No entanto, a entidade frisou que acolhe a fiscalização legítima, mas que essa não deve ser uma licença para distorcer fatos ou amplificar alegações infundadas que visam desviar a atenção do progresso que a Fifa busca. A Fifa se comprometeu a contestar diretamente qualquer reportagem que seja inexacta ou enganosa.
O que acontece a seguir
Com a Fifa reafirmando seu apoio a Infantino, é provável que a disputa entre a entidade e as associações europeias se intensifique. A Uefa, que já expressou desconfiança em relação ao presidente da Fifa, pode continuar a pressionar por mudanças, incluindo a possibilidade de boicotar eventos da Fifa. A resposta de Infantino e a continuidade de sua presidência serão observadas de perto, especialmente em relação ao projeto Fifa Forward Enterprise.
Perguntas frequentes
- O que aconteceu com Gianni Infantino?
- A Fifa criticou uma campanha para desestabilizar seu presidente, Gianni Infantino, após um relatório sugerir que sua suposta amante recebeu indenização da Uefa.

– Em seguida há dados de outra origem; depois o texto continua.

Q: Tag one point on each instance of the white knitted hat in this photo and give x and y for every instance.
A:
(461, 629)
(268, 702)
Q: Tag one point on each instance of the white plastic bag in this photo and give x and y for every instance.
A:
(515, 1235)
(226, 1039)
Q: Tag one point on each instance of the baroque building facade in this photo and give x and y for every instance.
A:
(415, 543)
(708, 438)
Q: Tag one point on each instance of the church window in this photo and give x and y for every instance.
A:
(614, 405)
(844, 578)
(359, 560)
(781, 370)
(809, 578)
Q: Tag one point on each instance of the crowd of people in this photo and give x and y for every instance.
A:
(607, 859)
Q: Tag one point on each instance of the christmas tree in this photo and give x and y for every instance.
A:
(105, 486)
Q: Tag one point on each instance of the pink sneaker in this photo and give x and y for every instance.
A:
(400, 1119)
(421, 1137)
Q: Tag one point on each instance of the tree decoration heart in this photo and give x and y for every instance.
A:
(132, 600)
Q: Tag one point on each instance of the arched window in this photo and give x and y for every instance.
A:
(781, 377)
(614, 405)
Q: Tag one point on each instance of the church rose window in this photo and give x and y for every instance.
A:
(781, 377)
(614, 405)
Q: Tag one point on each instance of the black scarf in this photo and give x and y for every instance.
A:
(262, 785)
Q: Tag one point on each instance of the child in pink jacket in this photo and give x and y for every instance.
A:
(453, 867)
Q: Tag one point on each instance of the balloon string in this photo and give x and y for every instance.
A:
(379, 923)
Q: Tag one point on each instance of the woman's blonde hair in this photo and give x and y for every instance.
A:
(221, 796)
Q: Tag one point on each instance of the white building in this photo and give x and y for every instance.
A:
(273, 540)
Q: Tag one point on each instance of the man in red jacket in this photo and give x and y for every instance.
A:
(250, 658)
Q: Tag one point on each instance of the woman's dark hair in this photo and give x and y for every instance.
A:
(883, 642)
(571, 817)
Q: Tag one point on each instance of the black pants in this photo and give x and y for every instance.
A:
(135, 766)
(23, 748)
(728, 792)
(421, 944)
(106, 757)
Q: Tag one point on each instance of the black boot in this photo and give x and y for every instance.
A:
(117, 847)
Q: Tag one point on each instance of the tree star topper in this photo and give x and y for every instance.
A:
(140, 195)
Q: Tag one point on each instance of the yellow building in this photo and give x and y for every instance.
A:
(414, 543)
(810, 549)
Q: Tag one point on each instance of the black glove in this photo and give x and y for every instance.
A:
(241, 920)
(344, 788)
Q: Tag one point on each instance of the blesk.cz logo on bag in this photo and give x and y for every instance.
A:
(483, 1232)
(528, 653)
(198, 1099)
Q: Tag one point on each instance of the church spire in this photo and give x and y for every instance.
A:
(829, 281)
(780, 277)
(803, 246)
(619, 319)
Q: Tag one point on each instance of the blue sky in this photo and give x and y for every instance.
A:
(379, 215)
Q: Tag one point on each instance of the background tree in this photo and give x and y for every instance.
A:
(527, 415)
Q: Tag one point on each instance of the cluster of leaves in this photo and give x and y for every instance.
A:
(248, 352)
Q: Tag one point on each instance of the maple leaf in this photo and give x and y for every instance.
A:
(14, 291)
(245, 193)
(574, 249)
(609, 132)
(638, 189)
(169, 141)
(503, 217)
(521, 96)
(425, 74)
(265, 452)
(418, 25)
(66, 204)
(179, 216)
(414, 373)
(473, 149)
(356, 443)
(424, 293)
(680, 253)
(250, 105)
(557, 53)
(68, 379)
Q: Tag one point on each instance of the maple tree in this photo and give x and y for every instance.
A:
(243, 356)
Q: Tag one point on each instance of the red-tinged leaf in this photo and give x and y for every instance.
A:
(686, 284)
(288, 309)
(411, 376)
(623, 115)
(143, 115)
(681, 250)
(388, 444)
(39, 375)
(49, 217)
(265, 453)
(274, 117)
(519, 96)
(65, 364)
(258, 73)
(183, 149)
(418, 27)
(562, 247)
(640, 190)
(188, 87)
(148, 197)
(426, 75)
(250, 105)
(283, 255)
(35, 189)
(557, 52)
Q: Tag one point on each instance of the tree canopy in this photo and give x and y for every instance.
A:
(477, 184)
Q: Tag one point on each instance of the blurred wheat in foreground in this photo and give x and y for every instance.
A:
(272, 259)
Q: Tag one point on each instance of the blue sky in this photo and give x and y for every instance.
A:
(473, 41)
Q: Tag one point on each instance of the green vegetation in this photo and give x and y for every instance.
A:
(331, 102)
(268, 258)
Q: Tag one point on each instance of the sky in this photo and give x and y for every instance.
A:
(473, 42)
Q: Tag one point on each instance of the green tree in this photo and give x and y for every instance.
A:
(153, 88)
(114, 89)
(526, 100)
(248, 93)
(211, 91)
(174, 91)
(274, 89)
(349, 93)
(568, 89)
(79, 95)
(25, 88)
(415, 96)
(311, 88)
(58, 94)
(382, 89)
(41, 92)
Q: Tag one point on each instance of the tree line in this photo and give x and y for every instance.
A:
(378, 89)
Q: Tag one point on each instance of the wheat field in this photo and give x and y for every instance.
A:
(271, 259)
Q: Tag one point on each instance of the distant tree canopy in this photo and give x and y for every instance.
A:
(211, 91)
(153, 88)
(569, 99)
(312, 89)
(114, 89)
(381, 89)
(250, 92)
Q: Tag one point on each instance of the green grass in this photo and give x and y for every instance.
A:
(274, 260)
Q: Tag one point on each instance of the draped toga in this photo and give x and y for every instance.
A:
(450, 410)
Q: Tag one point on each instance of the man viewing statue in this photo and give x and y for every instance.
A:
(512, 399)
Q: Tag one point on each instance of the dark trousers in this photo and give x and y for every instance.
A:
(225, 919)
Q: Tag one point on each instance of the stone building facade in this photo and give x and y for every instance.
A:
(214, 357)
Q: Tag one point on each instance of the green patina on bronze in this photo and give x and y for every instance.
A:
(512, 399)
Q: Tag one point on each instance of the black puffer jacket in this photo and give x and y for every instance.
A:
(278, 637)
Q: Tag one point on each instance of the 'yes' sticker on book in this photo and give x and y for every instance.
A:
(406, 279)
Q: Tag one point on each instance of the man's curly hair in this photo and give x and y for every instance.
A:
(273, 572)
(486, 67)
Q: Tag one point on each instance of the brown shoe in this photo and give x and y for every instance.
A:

- Quem confirmou as alegações contra Infantino?
- Um porta-voz da Fifa afirmou que Infantino 'nega veementemente' as alegações, considerando-as 'categoricamente falsas'.
- Por que agora a Fifa se manifestou contra a campanha?
- A declaração da Fifa surge em meio ao crescente descontentamento de associações de futebol da Europa em relação a Infantino, especialmente após o controverso projeto Fifa Forward Enterprise.
- Quais mudanças estão sendo solicitadas em relação a Infantino?
- A presidente da Federação Norueguesa de Futebol, Lise Klaveness, pediu a renúncia de Infantino.
- Como a Fifa defendeu Infantino em sua declaração?
- A Fifa reafirmou que Infantino foi eleito democraticamente e condenou as alegações como infundadas e falsas, destacando um esforço para minar a entidade.